Between the territories of Locri and Crotone, in Monasterace Marina (Reggio Calabria), we find the archaeological site of ancient Kaulonia (in greek Καυλωνια), Magno-Greek city of Achaean origin, which then fell under the influence of Crotone. The name “Kaulonia,” according to legend, derives from “Kaulon” name of the son of the Amazon Clete, founder of the city and founder of the lineage of queens who reigned there until the advent of dominance of the city of Pythagoras. According to the myth, it was actually “Kaulon” that rebuilt the city after the destruction that followed the clash with Crotonians.
In the sixth century BC (560-535 ) its territory was the scene of the famous battle on the River Sagra, right between the cities of Locri and Crotone. The war was won by the Locrians, with the help of Reggio, who feared an expansion of Crotone in an area contiguous to its territory, and its colonies Hipponion and Medma.
In 388 BC, Kaulonia was under a harsh siege and then destroyed by Dionysius the Elder, tyrant of Syracuse, rebuilt by Dionysius the Younger, then finished under the rule of Campani of Reggio (280 BC). In 205 BC was conquered by the Romans and since then it was no longer inhabited. According to sources (Tuc. VII, 25, 2) it is remembered for the export of timber, which was used in the shipping industry.
The present archaeological site, which consists of the walls, the sacred areas, the necropolis and parts of the residential area, was found by the archaeologist Paolo Orsi Trentino in the early ‘900s. The area, therefore, next to the areas used for worship, also contain the remains of an ancient part of the town Kaulonia, where the masonry foundations of the buildings are visible. Among them, the most important is the one called the “House of the Dragon,” from the magnificent ancient Hellenistic mosaic, two meters by one meter, depicting a sea dragon with a crested back and tail of a fish, found at one side of a room paved with mosaics, with prevalent stylized waves. Based on the construction technique and materials used, it was agreed that the mosaic dates from the III century BC so it would be the oldest mosaic in Calabria. In 2012, the “dragon of Kaulonia” has been reproduced by the artist Luigi Gallo on a large wall of the port of Bahia Blanca, Argentina.
Going outside of the perimeter walls, it deserves mention the findings on Tersinale hill. From here come some fragments of crockery attributable to the different stages of construction of a small size temple. Among these, a framework dating back to the sixth century BC and the other of the first half of the V with lion head shaped drainage gutters.
Valued also are the remains from the sea, including the majestic ruins of an Ionic temple, which now can be seen at the Museum of Monasterace.
The Doric Temple, which is located about 150 meters from the sea near the lighthouse at Punta Stilo, undoubtedly the most important monument of ancient Kaulonia.
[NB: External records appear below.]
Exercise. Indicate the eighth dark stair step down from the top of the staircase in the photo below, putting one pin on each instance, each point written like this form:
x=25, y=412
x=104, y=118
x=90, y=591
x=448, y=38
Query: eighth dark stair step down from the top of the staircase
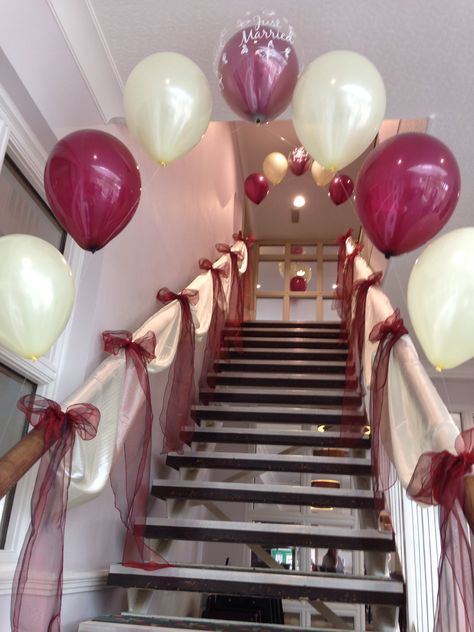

Composed of six front columns and, most likely, 14 lateral columns, with its marble covering, dating back to the fifth century BC.
During the campaign of 2013 excavations, there were brought to light new pieces of the mosaic floor in the spa room called the “Casa Matta (Crazy House)”. They represent a small dolphin, another dragon and another big dolphin who faces the dragon previously discovered.
One can say, finally, that the site is, in many ways, one of the most interesting among those belonging to the ancient city of Magna Grecia, if only because certain discoveries and finds in it are helping to rewrite, to reconsider, some parts of the story ancient.
The many finds over the years at the archaeological site are kept in the National Museum of Reggio Calabria and the Archaeological Museum of Monasterace Marina near the Doric Temple. Among the various exhibits, a special place is reserved for coins. This is because Kauolonia was the first city of antiquity to mint silver coins.